Personal information
- Date of birth: 25 April 1965 (age 61)
- Place of birth: Halle, Bezirk Halle, East Germany
- Height: 1.82 m (6 ft 0 in)
- Position: Goalkeeper

Team information
- Current team: Hallescher FC (goalkeeper coach)

Youth career
- 1974–1983: Chemie Halle

Senior career*
- Years: Team / Apps / (Gls)
- 1983–1993: Hallescher FC / 200 / (0)
- 1994–1995: Stahl Brandenburg / 28 / (0)
- 1995–1997: Hertha BSC / 1 / (0)
- 1997–2000: VfL Halle 96 / 73 / (0)

International career
- 1990: East Germany / 1 / (0)

Managerial career
- 2001–2008: Hallescher FC (goalkeeper coach)
- 2012–2016: Hallescher FC (goalkeeper coach)

= Jens Adler =

German footballer (born 1965)

Jens Adler (born 25 April 1965) is a German former footballer who played as a goalkeeper.
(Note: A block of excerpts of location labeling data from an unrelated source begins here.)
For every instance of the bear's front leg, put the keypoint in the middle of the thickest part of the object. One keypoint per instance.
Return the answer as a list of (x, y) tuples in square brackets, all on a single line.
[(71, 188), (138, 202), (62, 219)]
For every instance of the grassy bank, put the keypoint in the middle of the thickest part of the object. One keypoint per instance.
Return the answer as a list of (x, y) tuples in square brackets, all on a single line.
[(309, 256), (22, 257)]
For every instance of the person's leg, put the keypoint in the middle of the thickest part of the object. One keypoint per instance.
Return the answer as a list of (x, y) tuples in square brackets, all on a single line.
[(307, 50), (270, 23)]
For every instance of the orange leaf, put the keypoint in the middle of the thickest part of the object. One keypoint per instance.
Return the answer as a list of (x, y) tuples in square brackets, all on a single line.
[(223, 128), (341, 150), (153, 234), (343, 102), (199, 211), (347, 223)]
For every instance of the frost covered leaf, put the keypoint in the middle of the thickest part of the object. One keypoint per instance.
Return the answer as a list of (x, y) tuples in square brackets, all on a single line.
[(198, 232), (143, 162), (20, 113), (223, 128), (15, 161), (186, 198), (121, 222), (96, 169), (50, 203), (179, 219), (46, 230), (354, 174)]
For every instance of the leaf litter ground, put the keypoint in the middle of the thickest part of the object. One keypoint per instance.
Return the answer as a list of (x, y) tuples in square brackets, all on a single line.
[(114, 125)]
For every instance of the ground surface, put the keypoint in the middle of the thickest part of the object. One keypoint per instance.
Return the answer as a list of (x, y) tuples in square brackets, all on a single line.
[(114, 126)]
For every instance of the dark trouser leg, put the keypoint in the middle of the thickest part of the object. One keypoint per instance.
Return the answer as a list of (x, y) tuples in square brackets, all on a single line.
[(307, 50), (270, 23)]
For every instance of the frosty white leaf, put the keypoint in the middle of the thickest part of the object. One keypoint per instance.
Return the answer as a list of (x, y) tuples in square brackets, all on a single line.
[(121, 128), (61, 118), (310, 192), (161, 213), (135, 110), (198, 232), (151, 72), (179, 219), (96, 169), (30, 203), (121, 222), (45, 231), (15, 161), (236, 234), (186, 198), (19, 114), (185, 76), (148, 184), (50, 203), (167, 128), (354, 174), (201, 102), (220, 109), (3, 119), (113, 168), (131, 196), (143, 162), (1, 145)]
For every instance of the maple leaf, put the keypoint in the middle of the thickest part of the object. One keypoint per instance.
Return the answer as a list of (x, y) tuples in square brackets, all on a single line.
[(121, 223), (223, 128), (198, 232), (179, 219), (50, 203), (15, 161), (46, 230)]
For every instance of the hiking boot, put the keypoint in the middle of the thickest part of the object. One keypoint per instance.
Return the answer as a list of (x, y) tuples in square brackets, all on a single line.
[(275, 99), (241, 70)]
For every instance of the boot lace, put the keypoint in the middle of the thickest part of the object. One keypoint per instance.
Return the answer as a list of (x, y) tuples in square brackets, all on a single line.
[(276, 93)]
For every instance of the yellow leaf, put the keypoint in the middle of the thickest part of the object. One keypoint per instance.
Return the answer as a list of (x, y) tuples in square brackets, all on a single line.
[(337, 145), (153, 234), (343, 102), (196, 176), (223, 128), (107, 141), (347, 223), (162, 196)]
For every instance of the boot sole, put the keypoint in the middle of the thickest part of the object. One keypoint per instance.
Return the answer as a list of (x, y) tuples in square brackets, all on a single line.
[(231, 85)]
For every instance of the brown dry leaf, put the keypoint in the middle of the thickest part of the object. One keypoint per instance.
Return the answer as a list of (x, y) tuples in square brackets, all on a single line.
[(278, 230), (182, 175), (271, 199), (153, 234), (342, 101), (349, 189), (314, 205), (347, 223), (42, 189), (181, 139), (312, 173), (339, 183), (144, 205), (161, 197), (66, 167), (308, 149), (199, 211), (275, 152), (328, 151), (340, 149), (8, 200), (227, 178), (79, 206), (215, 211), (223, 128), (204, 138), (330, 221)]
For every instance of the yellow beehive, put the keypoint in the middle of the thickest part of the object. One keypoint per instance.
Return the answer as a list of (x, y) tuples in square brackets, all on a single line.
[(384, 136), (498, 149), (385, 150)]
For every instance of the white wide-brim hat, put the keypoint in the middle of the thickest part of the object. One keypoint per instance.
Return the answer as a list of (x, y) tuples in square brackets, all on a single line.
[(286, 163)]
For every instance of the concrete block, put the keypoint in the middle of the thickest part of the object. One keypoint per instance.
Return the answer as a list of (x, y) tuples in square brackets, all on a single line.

His sole international appearance came for East Germany in the national team's last match on 12 September 1990. He came on to replace Jens Schmidt as a late substitute in a 2–0 away win over Belgium, although he never touched the ball. As a result, he became the last man to win a cap for East Germany.

Adler played for Hallescher FC for eleven seasons, either side of German reunification. In 1995, he moved to Hertha BSC, but played very little, where his only senior appearance saw him come on as a substitute for Christian Fiedler in a match against KFC Uerdingen 05. After two seasons he returned to Halle, this time to sign for VfL Halle 1896. He retired from football in 2000 and returned to Hallescher FC to serve as goalkeeper coach.